La noche en que Benedict se marchó pareció haberse abierto un gran vacío bajo sus pies. Al parecer, había visto las profundidades de ese vacío y se había enfrentado a la verdad más horrenda de su existencia: que en realidad, sin Benedict, para él nada tenía sentido, que había sido Benedict, el pobre y tierno Benedict, quien lo había mantenido con vida, no la sangre humana y el poder de Amel que transformaba eternamente sus células humanas en células inmortales... Solo Benedict, su necesidad de Benedict y su amor por Benedict, y todas las demás pasiones de Rhoshamandes se habían consumido en las llamas como si Benedict hubiera usado el Don del Fuego al marcharse para siempre de la vida de Rhoshamandes.

Pensó en el Príncipe. Vio su rostro sonriente, sus ojos brillantes. Oyó el timbre de su voz. ¿Acaso él había tenido una pasión por la vida como la que tenía el Príncipe; el Príncipe, que en su breve vida vampírica ya había muerto y resucitado; el Príncipe, que se nutría del amor de quienes lo rodeaban en igual medida que se alimentaba de sangre; el Príncipe, que proclamaba su amor por ese Amel, esa cosa demoníaca que había llevado a Rhoshamandes a la ruina? El Príncipe, que era intocable mientras Amel estuviera en su interior.

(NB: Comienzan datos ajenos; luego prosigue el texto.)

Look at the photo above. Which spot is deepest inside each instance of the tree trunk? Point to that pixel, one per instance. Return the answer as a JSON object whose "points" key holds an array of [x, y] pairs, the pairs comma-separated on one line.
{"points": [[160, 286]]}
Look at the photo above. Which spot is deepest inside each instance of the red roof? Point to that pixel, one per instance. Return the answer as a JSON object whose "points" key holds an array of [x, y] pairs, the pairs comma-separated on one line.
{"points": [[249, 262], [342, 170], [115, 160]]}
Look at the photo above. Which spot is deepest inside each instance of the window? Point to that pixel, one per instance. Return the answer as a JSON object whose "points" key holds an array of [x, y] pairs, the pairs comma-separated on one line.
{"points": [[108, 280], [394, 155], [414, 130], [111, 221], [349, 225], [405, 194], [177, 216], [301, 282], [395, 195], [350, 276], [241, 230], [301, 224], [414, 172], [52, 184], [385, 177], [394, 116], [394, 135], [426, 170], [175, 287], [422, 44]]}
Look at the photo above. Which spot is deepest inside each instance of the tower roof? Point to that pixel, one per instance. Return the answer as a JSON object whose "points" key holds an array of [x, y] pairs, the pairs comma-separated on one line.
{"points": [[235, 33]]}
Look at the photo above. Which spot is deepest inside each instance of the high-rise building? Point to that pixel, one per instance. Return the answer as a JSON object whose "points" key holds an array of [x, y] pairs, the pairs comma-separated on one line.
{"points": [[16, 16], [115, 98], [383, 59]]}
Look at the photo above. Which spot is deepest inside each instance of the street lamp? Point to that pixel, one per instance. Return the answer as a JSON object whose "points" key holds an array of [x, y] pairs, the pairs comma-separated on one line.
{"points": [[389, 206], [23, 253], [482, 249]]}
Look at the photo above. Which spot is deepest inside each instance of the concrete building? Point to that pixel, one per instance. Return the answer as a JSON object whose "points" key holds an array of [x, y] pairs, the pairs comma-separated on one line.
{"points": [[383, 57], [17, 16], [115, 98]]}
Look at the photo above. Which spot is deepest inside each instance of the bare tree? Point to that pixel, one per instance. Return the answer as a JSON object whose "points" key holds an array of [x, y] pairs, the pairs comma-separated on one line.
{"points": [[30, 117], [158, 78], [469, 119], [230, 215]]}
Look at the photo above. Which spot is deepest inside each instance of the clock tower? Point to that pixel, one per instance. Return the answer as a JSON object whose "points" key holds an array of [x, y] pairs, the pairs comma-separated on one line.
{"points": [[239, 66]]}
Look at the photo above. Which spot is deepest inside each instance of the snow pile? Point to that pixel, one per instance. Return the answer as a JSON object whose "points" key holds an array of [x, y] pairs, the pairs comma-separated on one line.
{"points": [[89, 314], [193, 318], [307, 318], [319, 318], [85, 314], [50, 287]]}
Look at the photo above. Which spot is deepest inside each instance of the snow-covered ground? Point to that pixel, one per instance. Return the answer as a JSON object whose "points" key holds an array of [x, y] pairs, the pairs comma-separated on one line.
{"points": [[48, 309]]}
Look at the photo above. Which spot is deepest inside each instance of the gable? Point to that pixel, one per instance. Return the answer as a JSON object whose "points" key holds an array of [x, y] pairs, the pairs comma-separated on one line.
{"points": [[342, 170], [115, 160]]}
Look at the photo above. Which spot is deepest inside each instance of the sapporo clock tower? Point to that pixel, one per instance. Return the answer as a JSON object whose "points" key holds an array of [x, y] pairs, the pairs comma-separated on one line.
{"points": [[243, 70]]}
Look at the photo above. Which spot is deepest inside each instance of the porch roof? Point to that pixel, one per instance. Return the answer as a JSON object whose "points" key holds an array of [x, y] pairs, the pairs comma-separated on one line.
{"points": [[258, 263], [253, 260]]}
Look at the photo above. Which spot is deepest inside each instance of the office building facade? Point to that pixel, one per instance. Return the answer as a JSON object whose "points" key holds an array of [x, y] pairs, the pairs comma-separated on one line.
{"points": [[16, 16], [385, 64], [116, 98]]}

¡Podría haber dirigido el Don del Fuego al mundo entero! Podría haber incendiado las casas que lo rodeaban, los árboles. Podría haber hecho estallar las propias nubes que flotaban en lo alto y desatar una tormenta de lluvia sobre incendios que nada lograría apagar. ¡Podría haber incendiado toda la ciudad de Londres! La creciente sensación de su poder lo excitaba vagamente y hacía temblar su gélido corazón como si este realmente pudiera volver a sentir.

Roland se acercó con pasos largos.

—El Príncipe está emitiendo —anunció—. Los está animando a llamar por teléfono. Dice que los invitará al Château y que él se encargará de todo.

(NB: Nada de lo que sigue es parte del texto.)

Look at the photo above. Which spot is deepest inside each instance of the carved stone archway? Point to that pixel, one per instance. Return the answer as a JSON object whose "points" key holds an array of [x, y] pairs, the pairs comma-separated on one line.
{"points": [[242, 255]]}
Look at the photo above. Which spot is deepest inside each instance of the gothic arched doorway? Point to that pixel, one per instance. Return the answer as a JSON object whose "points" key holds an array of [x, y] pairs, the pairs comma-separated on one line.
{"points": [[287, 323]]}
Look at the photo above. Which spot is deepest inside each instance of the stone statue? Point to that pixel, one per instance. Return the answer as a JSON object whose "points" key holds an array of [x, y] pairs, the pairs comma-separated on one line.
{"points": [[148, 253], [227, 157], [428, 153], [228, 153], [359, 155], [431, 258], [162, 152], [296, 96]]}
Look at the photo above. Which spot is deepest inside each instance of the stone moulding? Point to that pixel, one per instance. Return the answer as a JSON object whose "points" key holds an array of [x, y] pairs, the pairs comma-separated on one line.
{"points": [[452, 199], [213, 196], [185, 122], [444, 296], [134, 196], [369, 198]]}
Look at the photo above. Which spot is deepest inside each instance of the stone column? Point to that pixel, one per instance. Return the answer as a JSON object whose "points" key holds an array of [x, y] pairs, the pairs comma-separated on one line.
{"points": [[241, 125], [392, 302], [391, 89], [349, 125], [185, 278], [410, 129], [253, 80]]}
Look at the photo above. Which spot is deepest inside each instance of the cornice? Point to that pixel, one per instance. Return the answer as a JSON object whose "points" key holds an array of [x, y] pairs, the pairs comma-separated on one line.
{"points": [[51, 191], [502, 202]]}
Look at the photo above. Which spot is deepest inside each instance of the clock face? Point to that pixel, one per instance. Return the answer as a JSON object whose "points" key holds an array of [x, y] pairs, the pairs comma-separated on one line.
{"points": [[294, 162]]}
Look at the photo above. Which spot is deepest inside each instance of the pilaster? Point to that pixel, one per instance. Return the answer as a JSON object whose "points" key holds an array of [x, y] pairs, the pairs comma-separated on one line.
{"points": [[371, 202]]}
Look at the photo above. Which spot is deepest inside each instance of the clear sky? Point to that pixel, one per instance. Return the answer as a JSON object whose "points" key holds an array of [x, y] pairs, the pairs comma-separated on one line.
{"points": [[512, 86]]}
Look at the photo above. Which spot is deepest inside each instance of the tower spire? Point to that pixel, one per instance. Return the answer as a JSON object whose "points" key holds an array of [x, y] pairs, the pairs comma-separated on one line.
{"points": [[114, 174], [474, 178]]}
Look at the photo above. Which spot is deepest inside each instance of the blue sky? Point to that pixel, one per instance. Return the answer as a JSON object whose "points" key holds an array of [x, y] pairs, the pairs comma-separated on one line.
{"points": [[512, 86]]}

Tendió hacia Rosh el pequeño móvil para que escuchara. ¡Cuán tentado estaba de convertir en polvo aquel teléfono diminuto, un polvo con centelleantes partículas de cristal! O de dirigir el Don del Fuego, tan nuevo, tan deliciosamente poderoso, hacia Roland, solo para ver cuánto tardaba en incinerarse alguien tan antiguo y poderoso.

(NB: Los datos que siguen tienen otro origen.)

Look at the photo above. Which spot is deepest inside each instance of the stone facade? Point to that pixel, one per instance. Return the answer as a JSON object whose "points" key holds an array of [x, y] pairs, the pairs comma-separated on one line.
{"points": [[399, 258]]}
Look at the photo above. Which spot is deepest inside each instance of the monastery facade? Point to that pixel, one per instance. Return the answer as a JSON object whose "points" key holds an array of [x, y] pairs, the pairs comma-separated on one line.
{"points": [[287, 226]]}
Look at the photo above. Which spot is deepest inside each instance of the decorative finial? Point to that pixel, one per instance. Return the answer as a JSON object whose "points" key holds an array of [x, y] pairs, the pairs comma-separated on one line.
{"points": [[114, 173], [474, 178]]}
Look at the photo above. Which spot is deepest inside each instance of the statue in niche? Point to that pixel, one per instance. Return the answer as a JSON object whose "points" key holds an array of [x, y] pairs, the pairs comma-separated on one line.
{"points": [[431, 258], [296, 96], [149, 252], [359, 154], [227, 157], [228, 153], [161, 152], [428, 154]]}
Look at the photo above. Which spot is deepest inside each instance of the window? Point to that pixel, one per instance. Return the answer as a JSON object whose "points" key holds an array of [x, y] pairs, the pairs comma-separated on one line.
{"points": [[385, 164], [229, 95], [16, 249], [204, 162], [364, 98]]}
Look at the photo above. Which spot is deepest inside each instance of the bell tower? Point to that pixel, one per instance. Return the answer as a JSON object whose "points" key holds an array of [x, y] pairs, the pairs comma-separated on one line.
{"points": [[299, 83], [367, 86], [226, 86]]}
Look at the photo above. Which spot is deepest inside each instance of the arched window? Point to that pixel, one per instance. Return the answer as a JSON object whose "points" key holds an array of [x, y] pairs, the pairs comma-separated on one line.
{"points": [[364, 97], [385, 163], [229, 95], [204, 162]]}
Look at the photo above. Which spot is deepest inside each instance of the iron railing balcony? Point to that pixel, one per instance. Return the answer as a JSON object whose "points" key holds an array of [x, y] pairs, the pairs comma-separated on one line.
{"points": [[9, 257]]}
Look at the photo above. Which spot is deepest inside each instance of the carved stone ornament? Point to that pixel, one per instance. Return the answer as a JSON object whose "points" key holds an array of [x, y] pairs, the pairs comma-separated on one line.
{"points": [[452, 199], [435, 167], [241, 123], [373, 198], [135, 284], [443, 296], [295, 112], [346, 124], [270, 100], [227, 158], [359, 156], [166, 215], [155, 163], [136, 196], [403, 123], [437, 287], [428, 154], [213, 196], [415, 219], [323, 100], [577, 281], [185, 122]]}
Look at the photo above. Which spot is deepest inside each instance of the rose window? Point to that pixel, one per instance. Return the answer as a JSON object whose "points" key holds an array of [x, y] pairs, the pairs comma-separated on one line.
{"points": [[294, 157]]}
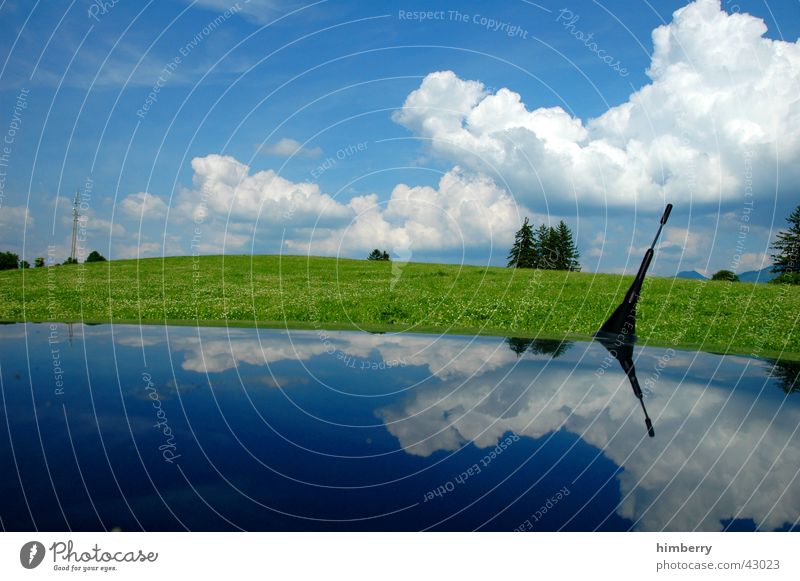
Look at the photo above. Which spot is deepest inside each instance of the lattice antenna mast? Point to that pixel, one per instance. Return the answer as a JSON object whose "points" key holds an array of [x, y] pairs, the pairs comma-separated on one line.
{"points": [[75, 216]]}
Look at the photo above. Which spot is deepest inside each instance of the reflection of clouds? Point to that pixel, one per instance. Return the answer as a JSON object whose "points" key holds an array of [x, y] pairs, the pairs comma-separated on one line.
{"points": [[712, 454], [219, 350]]}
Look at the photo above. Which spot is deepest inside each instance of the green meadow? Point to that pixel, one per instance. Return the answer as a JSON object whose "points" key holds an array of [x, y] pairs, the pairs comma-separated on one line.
{"points": [[330, 293]]}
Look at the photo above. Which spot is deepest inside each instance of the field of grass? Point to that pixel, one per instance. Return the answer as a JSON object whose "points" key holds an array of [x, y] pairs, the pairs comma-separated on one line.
{"points": [[298, 291]]}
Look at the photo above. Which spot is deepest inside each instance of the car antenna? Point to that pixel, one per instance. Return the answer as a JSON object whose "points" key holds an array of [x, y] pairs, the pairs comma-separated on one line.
{"points": [[618, 333]]}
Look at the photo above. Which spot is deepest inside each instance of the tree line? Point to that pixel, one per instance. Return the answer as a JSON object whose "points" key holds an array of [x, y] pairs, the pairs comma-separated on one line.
{"points": [[547, 248], [11, 261]]}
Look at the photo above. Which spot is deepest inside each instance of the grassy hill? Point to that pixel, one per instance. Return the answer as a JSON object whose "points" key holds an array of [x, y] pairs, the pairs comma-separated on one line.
{"points": [[340, 293]]}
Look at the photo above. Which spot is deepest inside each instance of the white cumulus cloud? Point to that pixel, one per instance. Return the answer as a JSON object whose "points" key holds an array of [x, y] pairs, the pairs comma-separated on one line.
{"points": [[143, 205], [721, 93]]}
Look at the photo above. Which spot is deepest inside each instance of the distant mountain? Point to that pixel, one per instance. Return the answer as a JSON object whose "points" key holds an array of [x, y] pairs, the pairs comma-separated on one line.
{"points": [[763, 275], [693, 274]]}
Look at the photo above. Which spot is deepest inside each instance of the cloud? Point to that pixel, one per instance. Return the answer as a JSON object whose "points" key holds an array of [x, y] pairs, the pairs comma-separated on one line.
{"points": [[465, 210], [144, 205], [702, 467], [721, 94], [234, 205], [289, 147], [258, 11]]}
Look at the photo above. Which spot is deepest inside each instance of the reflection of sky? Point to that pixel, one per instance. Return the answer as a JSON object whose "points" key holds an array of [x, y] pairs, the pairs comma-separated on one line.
{"points": [[300, 412]]}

Algo había cambiado en Roland. Miraba fijamente a Rhosh, como si los pensamientos de este hubieran saltado fuera de su mente y hubiesen pellizcado su corazón, aunque esa nunca había sido la intención de Rhoshamandes.

Rhosh sonrió. Colocó una mano sobre el hombro de Roland y dijo:

—Aléjate de mí, Satanás. Sígueme o márchate. —Se volvió y se elevó rápidamente hacia las nubes deshechas y las débiles estrellas de las alturas.